В ней говорилось о том, что скоро кончится лето, солнце будет заходить на ночь за сопки, порыжеют листики полярной ивы и похолодеет вода в ручьях и что он идет в далекий город, в Красный город, где есть училище.
Часов у Яшки не было, и он ложился спать наугад. Спал не раздеваясь, в малице: поджимал ноги, вбирал руки в рукава, на голову натягивал капюшон, подкладывал под голову мешок вместо подушки и засыпал. На пятый день он увидел в долине Кривой речушки два чума.
Яшка вошел в первый чум. Его напоили чаем, накормили свежей олениной. Вопросов не задавали: невежливо приставать к человеку с расспросами. Сам скажет, если захочет. Подымаясь с низенькой скамеечки, Яшка сказал:
— В училище иду. Педагогом буду…
— Ого! — вскрикнул один ненец. — До города триста километров. Не дойдешь. Волки зарежут.
— Пусть попробуют! — Яшка потуже затянул на малице ремень с ножом в медных ножнах и медвежьим зубом — их ненцы часто подвешивают на счастье — и пошел дальше.

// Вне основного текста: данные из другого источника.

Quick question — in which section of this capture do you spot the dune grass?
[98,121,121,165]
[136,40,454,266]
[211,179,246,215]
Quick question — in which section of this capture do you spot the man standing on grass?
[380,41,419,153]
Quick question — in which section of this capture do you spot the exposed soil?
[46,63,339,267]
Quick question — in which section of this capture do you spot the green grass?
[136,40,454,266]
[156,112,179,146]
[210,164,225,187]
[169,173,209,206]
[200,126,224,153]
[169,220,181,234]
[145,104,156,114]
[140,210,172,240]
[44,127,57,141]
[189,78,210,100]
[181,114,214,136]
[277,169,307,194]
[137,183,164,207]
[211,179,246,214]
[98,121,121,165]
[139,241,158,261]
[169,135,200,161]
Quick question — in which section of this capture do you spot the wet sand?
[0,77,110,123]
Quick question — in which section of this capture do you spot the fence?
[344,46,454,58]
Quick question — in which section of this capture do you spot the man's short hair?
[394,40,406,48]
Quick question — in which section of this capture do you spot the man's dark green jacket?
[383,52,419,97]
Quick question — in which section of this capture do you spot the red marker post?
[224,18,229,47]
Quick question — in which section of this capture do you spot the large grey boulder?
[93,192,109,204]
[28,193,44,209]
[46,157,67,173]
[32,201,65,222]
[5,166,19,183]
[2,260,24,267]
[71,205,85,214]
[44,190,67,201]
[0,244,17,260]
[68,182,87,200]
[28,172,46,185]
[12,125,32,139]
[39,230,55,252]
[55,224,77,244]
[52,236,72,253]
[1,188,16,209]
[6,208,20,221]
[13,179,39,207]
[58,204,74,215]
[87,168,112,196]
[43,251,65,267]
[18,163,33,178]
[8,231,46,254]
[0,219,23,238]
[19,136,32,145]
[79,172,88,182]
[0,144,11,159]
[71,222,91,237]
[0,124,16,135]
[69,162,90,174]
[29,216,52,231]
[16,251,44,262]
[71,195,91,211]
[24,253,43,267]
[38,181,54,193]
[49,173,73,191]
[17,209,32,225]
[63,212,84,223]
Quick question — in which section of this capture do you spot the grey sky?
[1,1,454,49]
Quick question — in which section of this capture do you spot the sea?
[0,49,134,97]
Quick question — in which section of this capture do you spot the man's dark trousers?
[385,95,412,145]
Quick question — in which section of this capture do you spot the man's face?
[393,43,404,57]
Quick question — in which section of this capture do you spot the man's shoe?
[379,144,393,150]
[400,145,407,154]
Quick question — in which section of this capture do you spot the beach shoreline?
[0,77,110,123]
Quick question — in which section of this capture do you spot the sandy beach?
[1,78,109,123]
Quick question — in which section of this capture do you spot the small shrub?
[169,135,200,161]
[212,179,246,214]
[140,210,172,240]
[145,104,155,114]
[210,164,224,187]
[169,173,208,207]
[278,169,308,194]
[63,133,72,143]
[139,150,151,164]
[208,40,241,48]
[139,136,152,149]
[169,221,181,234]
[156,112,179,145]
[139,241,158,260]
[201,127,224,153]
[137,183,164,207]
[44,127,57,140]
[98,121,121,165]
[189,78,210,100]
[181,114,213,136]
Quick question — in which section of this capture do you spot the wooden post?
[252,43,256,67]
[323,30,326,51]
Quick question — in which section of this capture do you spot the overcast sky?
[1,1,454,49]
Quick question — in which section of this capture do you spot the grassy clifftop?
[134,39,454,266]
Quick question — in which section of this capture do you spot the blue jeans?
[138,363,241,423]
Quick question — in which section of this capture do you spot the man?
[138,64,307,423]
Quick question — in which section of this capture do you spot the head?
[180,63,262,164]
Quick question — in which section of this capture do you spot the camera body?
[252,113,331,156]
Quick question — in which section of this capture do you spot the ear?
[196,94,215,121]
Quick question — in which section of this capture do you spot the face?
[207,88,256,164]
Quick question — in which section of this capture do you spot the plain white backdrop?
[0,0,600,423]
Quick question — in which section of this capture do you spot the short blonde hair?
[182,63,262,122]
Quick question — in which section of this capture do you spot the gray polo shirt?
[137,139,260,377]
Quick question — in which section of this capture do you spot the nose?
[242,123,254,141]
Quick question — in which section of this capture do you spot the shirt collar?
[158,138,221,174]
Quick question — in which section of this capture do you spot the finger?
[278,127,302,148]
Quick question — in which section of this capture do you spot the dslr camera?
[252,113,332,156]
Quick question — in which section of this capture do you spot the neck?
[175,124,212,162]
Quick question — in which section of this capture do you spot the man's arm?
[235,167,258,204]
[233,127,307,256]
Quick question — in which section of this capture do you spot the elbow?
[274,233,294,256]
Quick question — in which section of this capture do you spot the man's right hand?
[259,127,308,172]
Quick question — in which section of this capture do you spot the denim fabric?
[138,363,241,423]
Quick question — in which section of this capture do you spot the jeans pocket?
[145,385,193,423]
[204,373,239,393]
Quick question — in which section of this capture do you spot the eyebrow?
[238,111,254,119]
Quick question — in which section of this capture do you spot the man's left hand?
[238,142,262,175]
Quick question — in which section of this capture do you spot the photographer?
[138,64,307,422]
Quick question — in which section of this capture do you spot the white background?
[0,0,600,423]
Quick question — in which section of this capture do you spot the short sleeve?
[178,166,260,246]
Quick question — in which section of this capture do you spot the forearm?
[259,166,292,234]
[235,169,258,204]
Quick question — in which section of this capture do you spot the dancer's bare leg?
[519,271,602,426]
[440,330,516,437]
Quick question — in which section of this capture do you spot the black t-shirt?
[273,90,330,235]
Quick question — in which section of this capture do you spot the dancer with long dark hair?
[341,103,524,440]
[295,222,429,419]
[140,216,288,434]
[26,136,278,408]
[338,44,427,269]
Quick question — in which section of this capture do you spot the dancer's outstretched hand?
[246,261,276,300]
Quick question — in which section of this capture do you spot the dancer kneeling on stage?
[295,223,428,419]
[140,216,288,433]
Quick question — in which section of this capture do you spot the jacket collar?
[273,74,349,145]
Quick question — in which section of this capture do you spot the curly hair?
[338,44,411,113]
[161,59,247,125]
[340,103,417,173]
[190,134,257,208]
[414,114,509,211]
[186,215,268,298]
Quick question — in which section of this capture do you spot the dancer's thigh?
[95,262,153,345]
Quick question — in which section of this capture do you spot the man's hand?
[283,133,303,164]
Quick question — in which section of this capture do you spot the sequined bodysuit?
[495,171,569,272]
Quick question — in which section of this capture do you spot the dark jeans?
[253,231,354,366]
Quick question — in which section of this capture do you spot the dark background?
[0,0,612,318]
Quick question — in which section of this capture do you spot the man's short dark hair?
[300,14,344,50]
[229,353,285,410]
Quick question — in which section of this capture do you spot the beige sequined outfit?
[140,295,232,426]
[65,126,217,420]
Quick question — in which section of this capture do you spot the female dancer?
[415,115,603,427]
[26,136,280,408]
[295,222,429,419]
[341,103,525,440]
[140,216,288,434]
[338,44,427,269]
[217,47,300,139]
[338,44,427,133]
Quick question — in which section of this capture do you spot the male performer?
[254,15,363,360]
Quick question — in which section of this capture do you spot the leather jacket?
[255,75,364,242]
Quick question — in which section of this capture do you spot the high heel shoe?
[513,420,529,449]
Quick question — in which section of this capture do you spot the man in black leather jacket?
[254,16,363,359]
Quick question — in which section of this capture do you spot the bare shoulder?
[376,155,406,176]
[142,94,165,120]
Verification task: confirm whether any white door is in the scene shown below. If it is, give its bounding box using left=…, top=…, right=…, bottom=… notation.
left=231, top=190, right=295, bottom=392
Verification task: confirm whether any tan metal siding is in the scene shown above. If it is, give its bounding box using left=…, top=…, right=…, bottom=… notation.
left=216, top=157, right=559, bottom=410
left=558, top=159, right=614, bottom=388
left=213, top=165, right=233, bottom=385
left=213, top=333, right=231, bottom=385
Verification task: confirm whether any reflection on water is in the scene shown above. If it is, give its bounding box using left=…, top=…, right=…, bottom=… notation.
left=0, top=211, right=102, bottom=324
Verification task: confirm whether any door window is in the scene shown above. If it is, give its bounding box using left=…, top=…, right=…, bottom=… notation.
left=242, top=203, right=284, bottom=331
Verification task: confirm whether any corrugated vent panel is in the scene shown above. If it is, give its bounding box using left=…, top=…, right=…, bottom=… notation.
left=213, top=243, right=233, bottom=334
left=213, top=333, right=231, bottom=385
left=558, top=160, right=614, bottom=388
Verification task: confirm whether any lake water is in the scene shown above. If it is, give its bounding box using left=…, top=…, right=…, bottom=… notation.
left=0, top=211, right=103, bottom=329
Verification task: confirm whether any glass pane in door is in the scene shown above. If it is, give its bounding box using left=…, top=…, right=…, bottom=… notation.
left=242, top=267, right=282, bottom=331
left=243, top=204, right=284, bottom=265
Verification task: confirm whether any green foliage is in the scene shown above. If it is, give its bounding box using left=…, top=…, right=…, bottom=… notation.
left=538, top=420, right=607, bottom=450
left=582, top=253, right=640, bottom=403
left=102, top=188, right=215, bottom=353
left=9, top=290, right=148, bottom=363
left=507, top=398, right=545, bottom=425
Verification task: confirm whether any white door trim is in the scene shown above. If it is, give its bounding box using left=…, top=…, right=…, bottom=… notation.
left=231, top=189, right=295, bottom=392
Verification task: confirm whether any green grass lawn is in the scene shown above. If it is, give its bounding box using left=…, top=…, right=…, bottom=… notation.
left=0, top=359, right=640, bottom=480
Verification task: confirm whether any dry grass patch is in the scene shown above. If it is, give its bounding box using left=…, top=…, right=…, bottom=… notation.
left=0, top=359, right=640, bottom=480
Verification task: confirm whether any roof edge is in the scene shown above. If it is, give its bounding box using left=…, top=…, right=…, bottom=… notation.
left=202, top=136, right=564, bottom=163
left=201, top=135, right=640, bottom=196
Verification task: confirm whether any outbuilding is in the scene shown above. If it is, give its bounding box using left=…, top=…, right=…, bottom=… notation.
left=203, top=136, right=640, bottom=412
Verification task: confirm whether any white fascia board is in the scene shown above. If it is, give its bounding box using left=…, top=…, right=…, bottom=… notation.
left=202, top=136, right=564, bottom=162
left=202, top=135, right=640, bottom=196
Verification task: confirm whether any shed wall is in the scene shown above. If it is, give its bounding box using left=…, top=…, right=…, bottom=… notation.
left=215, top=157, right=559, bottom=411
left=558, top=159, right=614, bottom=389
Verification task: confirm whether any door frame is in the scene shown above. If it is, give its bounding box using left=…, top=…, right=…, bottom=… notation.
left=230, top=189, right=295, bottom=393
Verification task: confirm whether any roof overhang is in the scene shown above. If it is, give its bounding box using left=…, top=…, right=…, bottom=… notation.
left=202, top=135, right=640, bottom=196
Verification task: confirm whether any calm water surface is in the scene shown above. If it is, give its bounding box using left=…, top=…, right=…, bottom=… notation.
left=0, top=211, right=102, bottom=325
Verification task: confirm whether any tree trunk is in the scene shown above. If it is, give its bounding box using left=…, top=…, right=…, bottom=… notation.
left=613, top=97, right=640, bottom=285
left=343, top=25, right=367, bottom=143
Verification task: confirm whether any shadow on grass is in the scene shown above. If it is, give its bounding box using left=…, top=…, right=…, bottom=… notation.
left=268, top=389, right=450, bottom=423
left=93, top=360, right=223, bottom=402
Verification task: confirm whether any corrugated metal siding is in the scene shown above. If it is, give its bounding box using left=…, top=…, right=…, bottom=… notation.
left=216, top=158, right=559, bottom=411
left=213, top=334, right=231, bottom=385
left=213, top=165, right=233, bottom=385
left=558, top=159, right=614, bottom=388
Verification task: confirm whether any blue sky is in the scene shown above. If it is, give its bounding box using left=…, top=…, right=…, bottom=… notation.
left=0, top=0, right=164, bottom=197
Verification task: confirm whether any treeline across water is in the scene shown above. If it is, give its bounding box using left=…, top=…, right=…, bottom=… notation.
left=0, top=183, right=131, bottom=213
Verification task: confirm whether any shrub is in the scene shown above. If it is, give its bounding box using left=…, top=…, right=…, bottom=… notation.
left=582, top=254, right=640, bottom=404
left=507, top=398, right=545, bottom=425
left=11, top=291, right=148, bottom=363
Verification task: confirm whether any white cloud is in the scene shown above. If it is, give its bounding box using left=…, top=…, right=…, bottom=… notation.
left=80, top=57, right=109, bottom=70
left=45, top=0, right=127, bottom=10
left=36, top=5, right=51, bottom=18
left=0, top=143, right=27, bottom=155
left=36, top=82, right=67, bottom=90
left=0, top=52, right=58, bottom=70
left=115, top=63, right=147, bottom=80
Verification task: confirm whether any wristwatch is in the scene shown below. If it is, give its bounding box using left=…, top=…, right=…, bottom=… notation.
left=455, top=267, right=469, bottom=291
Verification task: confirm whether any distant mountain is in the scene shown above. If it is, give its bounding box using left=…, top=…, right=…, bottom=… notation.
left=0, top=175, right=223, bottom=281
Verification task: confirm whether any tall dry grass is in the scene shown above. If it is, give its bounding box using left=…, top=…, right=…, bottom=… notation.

Обитатели двух чумов долго смотрели вслед этому ненцу, смотрели до тех пор, пока он не скрылся за дальней сопкой. Яшка шел дальше. Он перепрыгивал маленькие ручейки, он переходил вброд неглубокие реки и болота, огибал озера, он поднимался на холмы и опускался в овраги, пробирался сквозь жесткий, как проволока, кустарник. Дымили на сопках костры — Яшка шел; тянулись по песку легкие следы пимов — Яшка шел; тучей взлетали потревоженные утки, шарахался в сторону зазевавшийся песец — Яшка шел. Шел учиться. На него нападали комары и мошкара. Он натягивал капюшон малицы, бил себя по щекам, размазывая кровь. Случалось, он по пояс проваливался в болота, выползал и сушил одежду у костра…
И шел дальше.
В руке его был компас; он шел и смотрел, как стрелка пляшет на тонком острие. Волк, почуяв его издали, сворачивал в сторону, росомаха спасалась в кустарнике — так решительно и упрямо шел Яшка. Он шел не быстро и не тихо, шел так, чтобы не выбиться из сил, не свалиться замертво. Он шел по тундре и пел песню, и ему казалось: он, как в легенде, перешагивает озера и сопки, переступает хребты гор и реки, и ничто не может его остановить. Хлеб он давно съел, а до города было еще далеко, и Яшка рвал голубику и чернику, ловил в озерах сигов и пелядок и, если не было времени разжигать костер, ел их сырыми.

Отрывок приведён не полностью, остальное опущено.